Consumers Owe $2.5 Trillion in Non-mortgage Debt
6 October 2007: Credit card users bought 6 percent more in August 2007 than one year ago according to the September 2007 figures released by the United States government. Outstanding consumer debt increased $12.2 billion, pushing the total outstanding consumer credit to $2.47 trillion. The government revised its July's overspending figure up by 13 percent to $9.6 billion.
While credit card debt is up 121 percent since 1990, a little more than half of all consumers in the United States do not hold credit card debt and about one quarter of consumers do not report owning a credit card. For the roughly 172 million credit card holders then the average total debt per charge-it-up consumer is about $14,000.
Revolving debt climbed 8 percent in August or by $6 billion. Student, personal, and non-revolving debt rose 5 percent to $6 billion as well.
Credit card companies reported a 30 percent increase in uncollectable payments during the first half of 2007. Roughly 5 percent of the total monthly bill accounts for this figure.
But there is good news now as consumers can charge-up even more following the prime rate cut in September. CreditCards.com reported that variable interest rates slid during the week following a rate cut by the Federal Reserve Bank in the United States.

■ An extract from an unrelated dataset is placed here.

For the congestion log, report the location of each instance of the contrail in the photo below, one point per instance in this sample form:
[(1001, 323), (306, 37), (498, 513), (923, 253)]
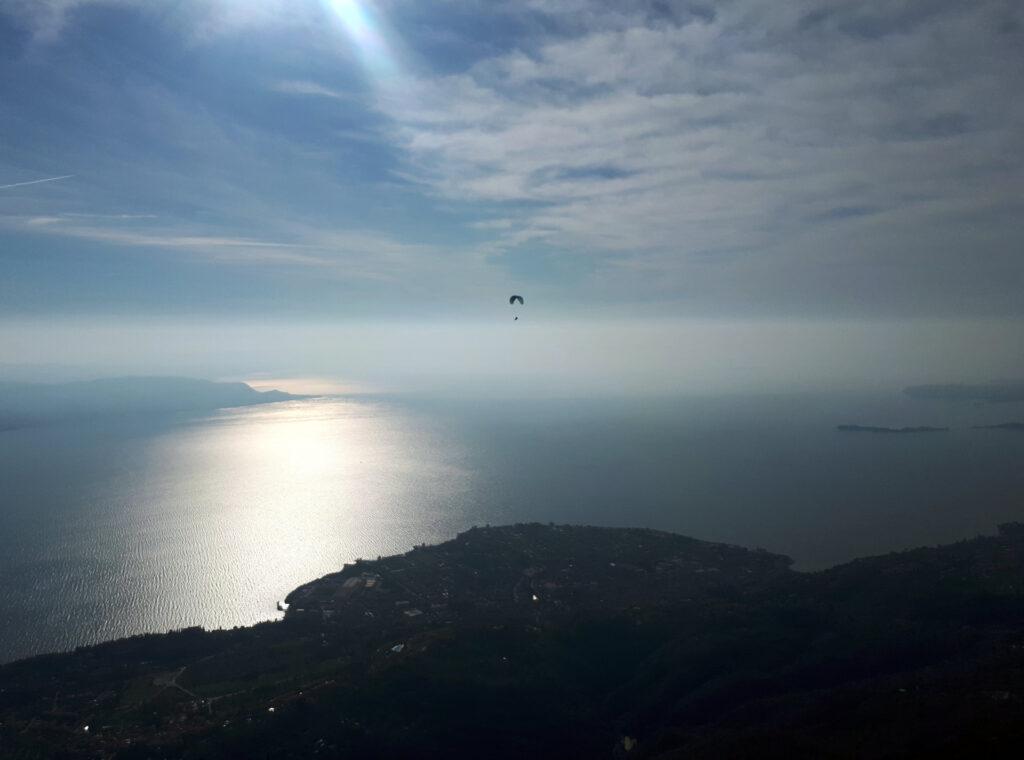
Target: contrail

The rate reductions should result in slightly lower finance charges on any revolving balances, the website showed.
A majority of banks index their credit card APRs to the prime rate, so the prime rate cut of 18 September should result in decreased interest rates for consumers in the near term. According to the Federal Reserve, 54 percent of card issuers tie card interest rates to prime, with most banks adjusting variable rates 30 days or one billing cycle after a change in the prime rate.
Among the popular credit card categories tracked by CreditCards.com, bad credit, airline and student credit cards charged the highest average APRs.
Credit Card Rate Averages by Creditcards.com for October 2007
Low Interest || 11.86%|
Balance Transfer|| 11.93%|
Cash Back || 12.63%|
Business || 13.90%|
Instant Approval|| 13.61%|
Reward || 13.77%|
For Bad Credit || 14.12%|
Airline || 15.59%|
Student || 16.80%|
Nellie Mae, which originates federal and private education loans, concluded in a study titled Graduate Students and Credit Cards in 2006, that the average credit card balance of graduate students rose 10 percent from three years earlier to $8,612. Typical charges included textbooks and tuition.
Those between 22 years old and 29 years old carry an average of $6,479.
The study found those graduate students between 30 years old and 59 years old carry an average of $12,593 in credit card debt. The older students are more on the fast-path through college and have little if any outside financial assistance other than credit cards. Twenty percent of graduate students pay off monthly balances, which is less than half the percentage of those in the general population.